Wie kaum in einer anderen englischen Stadt steht der rosa Schein in Stoke in Widerspruch zur tristen wirtschaftlichen Realität. Denn auf den Ruinen des industriellen Erbes in der einst für ihre Keramik- und Porzellanprodukte berühmten Stadt mit 240 000 Einwohnern tobt ein erbitterter Kampf zwischen der schwachen Labour-Partei und den Rechtsextremisten, die an die Macht drängen.

Neben Barking in London hat die British National Party (BNP) den Wahlbezirk Stoke Central zum Schauplatz einer politischen Offensive ausgesucht, die ihrem Vize-Vorsitzenden Simon Darby am 6. Mai ein Mandat im Westminster-Parlament einbringen könnte. „Die Revolution ist um die Ecke“, versprechen die Nationalisten den Einwohnern, die sich nach der Rezession von der Zentralregierung im Stich gelassen fühlen. Für Manche in Stoke kann die befreiende „Revolution“ gegen das unfähige Establishment gar nicht früh genug kommen.

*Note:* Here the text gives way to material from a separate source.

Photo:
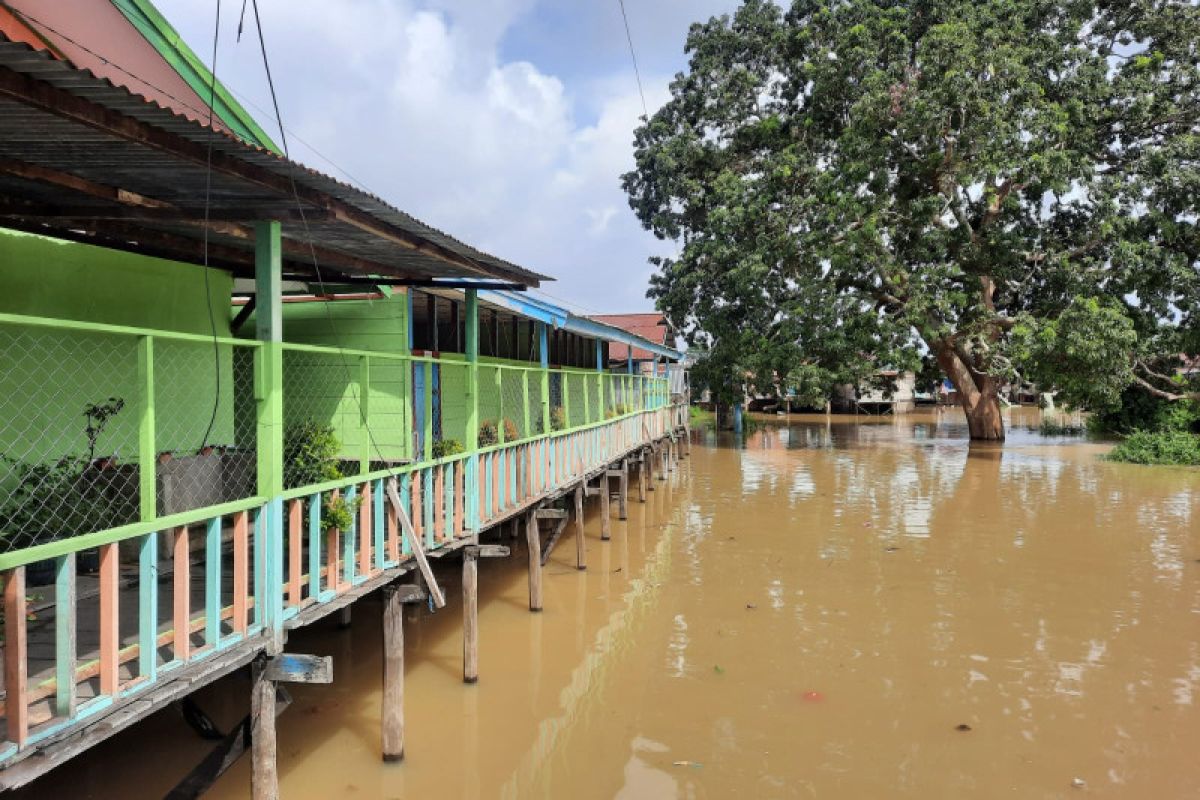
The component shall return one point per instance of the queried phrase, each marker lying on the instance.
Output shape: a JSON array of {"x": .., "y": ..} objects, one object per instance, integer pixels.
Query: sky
[{"x": 504, "y": 122}]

Gary Elsby gehörte früher zur  Labour-Partei in Stoke, aus Protest gegen einen von London aufgezwungenen  Kandidaten für Labour zog er als Unabhängiger in den Wahlkampf.
Gary Elsby gehörte früher zur Labour-Partei in Stoke, aus Protest gegen einen von London aufgezwungenen Kandidaten für Labour zog er als Unabhängiger in den Wahlkampf.
Foto: Alexei Makartsev

Wir treffen uns im Stadtnorden, wo die Straßen die Namen von Spitfire-Bombern und Tornados tragen. Als der 45 Jahre alte Darby die zweistöckigen braunen Häuser mit den gepflegten Vorgärten erblickt, huscht ein missbilligendes Lächeln über sein Gesicht. „Das ist keine englische Stadt. Die Immigranten haben die Engländer aus Stoke verdrängt“, sagt der Mann, der sich in seinem Blog als „Naturforscher und Angler“ beschreibt. Die Gesellschaft sei „tot“, klagt Darby. Die Importe hätten die Jobs auf der Insel vernichtet, und jetzt würden die Einwanderer aus Pakistan seine Kultur zerstören. Aber die englischen Patrioten würden diese „ethnische Säuberung“ nicht länger dulden, sagt hoffnungsvoll der Politiker, der sich 2009 bei einem Treffen mit Neo-Nazis in Italien mit Hitlergrüßen feiern ließ.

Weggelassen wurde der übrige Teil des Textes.